Jaskin gave the Blues a 1-0 lead when Stastny picked off Varlamov's clearing attempt along the boards. He fed Jaskin in the slot, and the left wing flipped a shot past former Blues defenseman Erik Johnson and through Varlamov's pads 28 seconds into the second period.
Butler, from the suburb of Kirkwood, Mo., scored his first goal with the Blues when he took T.J. Oshie's drop pass along the left boards, skated to the front of the net and lifted a backhand over Varlamov's right shoulder at the near post 4:30 into the second for a 2-0 lead.
Tarasenko's team-leading 22nd goal (a career high) came after the Avalanche couldn't clear a puck in the slot, and his wrist shot beat Varlamov with 4:35 remaining in the game.
Brodeur made his best saves after a Barret Jackman giveaway in the first period. He stopped Marc-Andre Cliche's long-range shot and the rebound on Nick Holden coming in off the left side 6:17 into the game.
Those were the types of saves the Blues had been missing in the recent stretch of games. They seemed to fuel them moving forward.
"Those are the saves you need to make, especially when you play a team that plays well defensively," Brodeur said. "Sometimes that one save makes a big difference. Definitely I gave up a big rebound. I was able to come across and make a save. I think from there it settled the game down a little better for us."
"Three real good ones early," he said. "We gave them a couple from the red tees there early and he made the big saves. I think everybody got excited. A little bit of debris from the last game.
"The disappointment was there in the first period, and once we got that first goal, the whole disposition of the team, we got back on our toes, stayed on our toes and played that way the whole rest of the night. I think Colorado got our worst, and then they got our best. They got our worst just before Christmas, and then they got our best today."
The sellout crowd of 19,749 began their chants of "Marty! Marty! Marty!" with about 7:30 remaining in the game and didn't stop until well after it was over.
"They kind of chanted a little early for me," Brodeur said. "When you're working on the shutout, you're kind of like, 'Ah, not trying to think about things like that.' But it's nice to be appreciated by the people you play in front of most of the nights. These are all fun things for me to be a part of."
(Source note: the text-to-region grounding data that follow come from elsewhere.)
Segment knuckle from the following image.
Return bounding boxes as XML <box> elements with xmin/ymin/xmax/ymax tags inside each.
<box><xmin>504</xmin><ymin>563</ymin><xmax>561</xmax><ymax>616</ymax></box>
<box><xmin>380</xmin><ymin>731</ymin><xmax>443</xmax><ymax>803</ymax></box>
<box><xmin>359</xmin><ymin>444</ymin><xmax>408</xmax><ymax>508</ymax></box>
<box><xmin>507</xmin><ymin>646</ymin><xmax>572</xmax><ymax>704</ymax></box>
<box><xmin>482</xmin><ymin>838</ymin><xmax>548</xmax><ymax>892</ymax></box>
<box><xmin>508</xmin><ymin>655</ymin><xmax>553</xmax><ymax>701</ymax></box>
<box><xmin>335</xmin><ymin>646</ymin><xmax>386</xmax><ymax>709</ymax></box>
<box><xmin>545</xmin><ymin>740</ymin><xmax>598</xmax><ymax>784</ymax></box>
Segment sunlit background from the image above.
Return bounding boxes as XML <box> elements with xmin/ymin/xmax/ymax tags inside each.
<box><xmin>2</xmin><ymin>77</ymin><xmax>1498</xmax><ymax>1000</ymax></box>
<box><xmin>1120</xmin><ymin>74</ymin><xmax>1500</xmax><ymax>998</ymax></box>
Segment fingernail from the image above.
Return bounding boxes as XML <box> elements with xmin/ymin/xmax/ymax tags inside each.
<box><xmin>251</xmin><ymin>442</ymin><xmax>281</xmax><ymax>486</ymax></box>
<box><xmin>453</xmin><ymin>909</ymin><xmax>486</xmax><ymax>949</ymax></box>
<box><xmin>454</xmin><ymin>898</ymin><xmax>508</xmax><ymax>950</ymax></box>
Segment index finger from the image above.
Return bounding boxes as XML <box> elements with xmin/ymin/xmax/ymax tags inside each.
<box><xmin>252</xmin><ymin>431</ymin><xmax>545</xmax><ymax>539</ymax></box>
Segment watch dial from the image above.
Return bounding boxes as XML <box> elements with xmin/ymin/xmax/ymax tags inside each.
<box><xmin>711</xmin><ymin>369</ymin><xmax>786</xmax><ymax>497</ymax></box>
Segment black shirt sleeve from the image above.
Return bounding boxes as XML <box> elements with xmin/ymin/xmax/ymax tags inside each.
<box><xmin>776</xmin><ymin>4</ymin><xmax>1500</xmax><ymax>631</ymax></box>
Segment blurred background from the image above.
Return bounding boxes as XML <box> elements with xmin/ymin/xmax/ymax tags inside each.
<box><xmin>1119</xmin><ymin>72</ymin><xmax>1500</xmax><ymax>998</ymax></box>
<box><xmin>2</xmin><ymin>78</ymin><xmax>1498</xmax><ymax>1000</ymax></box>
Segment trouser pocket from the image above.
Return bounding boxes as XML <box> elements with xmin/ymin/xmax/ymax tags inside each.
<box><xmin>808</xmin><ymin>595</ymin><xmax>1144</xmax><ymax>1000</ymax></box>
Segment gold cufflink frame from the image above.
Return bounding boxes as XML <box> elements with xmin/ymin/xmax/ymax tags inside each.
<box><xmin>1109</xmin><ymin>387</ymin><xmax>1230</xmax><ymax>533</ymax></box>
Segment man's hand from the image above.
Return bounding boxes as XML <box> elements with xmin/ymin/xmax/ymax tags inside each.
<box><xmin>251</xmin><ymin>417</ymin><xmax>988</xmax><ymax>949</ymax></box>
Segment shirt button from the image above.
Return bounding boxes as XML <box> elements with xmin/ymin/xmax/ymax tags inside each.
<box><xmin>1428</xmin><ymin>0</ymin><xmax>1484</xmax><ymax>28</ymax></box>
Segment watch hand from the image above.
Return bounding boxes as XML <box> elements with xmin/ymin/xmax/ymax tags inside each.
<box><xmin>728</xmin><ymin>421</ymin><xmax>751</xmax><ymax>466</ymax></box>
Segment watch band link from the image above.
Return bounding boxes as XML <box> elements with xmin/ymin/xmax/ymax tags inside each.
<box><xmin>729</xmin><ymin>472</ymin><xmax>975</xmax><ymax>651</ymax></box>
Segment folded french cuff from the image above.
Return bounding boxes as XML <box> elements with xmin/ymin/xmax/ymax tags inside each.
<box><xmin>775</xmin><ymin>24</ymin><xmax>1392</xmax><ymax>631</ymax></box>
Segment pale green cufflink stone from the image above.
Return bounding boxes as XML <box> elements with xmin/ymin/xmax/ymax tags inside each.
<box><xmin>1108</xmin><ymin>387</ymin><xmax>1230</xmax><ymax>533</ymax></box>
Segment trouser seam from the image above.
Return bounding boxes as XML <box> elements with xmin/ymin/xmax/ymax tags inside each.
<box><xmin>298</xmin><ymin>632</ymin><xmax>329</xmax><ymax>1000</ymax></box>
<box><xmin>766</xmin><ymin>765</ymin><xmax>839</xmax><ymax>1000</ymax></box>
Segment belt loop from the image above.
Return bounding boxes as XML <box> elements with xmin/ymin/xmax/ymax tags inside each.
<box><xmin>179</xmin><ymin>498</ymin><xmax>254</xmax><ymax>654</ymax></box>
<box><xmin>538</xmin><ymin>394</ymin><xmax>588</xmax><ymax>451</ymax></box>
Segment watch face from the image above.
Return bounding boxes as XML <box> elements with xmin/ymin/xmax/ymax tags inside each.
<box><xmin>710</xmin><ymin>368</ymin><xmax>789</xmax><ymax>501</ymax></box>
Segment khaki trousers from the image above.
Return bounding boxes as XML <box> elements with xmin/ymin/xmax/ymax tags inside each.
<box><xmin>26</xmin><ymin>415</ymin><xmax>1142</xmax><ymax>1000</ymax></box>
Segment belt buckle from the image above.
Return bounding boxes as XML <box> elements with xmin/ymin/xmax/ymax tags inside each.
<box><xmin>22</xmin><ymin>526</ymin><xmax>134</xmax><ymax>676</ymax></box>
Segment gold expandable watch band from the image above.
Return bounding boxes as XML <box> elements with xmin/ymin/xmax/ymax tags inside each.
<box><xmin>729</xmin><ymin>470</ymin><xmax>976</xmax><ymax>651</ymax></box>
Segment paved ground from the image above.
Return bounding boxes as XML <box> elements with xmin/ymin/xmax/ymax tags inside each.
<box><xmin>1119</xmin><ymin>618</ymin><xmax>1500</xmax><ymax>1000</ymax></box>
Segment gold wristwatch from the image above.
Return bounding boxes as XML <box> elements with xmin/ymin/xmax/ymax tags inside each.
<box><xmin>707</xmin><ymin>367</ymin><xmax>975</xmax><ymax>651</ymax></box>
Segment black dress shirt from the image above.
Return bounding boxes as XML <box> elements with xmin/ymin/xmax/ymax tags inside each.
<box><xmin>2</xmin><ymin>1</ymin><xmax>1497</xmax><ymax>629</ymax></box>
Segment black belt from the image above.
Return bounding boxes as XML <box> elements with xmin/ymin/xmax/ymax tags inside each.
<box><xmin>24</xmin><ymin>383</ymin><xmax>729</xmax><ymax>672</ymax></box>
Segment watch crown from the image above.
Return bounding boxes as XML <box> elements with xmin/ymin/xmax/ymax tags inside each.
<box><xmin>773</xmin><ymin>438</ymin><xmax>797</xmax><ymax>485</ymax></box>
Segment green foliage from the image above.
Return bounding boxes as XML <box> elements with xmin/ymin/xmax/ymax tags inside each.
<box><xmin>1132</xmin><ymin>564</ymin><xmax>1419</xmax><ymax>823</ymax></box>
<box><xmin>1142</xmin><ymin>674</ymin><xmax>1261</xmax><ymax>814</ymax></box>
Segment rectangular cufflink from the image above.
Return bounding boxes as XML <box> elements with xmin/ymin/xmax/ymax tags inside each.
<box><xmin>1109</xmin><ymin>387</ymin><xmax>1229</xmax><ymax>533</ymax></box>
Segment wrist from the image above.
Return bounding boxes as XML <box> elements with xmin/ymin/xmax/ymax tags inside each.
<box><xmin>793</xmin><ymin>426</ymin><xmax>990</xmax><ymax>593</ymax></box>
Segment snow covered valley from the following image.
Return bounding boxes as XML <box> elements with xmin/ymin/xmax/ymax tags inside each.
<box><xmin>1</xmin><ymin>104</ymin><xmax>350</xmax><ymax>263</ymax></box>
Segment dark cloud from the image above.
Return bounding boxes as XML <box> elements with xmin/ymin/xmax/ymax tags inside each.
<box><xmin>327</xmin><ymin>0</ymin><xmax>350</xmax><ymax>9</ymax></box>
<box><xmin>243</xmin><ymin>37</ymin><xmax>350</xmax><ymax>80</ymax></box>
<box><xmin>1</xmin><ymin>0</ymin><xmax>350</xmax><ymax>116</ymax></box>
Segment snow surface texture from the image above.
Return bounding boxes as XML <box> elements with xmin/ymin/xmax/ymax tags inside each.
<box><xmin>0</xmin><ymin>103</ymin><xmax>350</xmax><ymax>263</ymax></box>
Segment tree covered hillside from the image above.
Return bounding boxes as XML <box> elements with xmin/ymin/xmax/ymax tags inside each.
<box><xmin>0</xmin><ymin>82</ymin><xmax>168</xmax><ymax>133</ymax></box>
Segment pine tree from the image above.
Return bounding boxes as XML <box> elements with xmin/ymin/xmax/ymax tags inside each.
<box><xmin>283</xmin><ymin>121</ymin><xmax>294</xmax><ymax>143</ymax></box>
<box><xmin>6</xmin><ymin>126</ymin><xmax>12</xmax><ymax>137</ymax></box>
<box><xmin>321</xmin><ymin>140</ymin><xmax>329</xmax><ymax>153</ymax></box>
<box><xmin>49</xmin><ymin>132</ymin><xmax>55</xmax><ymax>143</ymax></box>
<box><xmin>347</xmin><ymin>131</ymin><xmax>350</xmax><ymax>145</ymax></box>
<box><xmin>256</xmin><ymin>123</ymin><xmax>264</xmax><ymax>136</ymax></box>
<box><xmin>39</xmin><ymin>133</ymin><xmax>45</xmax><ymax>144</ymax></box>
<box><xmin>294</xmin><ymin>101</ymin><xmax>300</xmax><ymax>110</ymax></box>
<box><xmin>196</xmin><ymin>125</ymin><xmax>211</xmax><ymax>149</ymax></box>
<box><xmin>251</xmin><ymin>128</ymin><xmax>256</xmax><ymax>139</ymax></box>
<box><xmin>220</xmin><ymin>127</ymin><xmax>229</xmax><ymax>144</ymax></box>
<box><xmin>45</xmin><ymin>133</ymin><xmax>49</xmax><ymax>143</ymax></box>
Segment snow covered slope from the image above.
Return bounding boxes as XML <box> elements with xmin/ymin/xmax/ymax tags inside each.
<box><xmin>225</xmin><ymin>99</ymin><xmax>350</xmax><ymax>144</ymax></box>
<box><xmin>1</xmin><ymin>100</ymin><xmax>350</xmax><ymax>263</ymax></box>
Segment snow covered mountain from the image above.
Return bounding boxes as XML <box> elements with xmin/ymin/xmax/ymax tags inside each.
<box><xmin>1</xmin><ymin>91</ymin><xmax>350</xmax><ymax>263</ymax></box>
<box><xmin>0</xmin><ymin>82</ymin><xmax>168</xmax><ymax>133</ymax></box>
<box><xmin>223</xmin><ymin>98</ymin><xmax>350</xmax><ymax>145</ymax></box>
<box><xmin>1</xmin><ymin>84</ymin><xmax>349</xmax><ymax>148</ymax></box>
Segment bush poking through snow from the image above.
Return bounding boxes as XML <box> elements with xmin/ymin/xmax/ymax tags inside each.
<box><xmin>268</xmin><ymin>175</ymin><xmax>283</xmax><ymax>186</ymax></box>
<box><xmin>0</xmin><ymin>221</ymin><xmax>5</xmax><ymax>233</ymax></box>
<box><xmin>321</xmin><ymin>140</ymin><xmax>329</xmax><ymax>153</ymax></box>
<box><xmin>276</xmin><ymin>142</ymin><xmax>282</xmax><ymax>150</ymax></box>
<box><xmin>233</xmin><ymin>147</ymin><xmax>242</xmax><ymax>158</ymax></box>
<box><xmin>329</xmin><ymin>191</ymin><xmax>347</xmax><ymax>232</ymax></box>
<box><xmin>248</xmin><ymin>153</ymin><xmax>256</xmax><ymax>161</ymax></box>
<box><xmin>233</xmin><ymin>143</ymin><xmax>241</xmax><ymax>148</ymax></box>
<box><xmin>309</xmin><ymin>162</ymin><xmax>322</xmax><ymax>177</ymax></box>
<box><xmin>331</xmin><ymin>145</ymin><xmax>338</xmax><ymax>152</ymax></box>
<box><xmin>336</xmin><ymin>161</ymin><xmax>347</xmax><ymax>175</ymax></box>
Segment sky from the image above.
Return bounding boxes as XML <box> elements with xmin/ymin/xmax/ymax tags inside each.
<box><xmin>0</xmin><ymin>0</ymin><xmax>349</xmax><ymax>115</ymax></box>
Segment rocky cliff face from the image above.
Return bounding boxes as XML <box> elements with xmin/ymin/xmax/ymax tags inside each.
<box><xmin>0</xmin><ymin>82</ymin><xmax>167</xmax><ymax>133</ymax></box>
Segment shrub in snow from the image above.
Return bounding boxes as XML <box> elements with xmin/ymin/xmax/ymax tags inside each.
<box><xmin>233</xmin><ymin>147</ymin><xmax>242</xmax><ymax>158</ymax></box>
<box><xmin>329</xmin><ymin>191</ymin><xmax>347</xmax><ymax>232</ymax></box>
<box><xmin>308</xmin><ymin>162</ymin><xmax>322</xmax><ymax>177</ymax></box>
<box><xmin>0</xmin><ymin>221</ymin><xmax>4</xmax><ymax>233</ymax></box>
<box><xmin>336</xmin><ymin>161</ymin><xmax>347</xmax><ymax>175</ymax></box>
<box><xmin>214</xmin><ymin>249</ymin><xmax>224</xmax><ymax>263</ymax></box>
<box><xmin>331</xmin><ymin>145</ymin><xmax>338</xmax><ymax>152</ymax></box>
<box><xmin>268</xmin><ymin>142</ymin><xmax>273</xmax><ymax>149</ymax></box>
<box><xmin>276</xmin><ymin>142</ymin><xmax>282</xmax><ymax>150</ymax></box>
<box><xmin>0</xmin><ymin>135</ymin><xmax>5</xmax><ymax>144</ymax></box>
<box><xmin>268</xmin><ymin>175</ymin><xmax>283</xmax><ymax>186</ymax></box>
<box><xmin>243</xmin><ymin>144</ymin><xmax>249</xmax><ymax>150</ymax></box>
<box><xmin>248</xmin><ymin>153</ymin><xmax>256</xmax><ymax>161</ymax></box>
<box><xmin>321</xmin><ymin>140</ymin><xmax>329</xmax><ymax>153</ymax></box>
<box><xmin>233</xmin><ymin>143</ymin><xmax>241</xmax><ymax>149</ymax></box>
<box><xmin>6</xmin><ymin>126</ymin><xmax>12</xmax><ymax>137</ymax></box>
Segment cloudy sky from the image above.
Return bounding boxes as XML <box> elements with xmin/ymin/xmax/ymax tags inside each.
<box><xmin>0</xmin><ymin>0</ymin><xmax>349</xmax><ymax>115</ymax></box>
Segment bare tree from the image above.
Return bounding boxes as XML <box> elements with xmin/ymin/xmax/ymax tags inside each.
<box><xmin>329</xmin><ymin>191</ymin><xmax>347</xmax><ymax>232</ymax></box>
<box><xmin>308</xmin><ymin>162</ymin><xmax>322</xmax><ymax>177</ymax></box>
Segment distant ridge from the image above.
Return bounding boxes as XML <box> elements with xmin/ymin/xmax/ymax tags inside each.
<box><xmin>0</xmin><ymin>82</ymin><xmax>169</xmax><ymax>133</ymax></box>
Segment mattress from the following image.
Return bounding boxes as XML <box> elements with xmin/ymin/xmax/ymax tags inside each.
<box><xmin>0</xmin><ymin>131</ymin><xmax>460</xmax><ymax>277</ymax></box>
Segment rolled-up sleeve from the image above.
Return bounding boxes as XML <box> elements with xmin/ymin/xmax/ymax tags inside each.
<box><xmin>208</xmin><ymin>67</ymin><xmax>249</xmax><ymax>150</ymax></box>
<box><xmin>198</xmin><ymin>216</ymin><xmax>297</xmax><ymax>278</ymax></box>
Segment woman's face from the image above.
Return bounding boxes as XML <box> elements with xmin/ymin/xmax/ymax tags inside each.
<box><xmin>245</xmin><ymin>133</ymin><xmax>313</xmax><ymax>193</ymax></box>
Butler said, "He was awesome tonight. I think he's gotten more comfortable here. He's been a tremendous teammate. For a guy with his credentials and his resume coming in here, he jelled right away and he fit in with the guys. Tonight was an awesome performance by him."
Brodeur, who had long rivalries with Avalanche coach Patrick Roy, wondered if he'd get a chance at an empty-net goal. Colorado did not pull its goalie.
"I thought about it," Brodeur said. "It was like three minutes left and maybe [Roy] was going to do it. Usually he loves to do it, but maybe he was a little afraid."
With another victory, Brodeur pockets $20,000 as part of the incentives for each win he gets for the Blues. Do shutouts earn more?
"I forgot about that one," Brodeur said.
Blues forward Chris Porter sustained a lower-body injury 6:30 into the second period. He went to finish a check on Colorado's Nick Holden, the two got tangled up, and Porter went down awkwardly on his left leg. He needed to be helped off the ice.
Hitchcock said Porter will be lost a minimum of six weeks and will be re-evaluated then.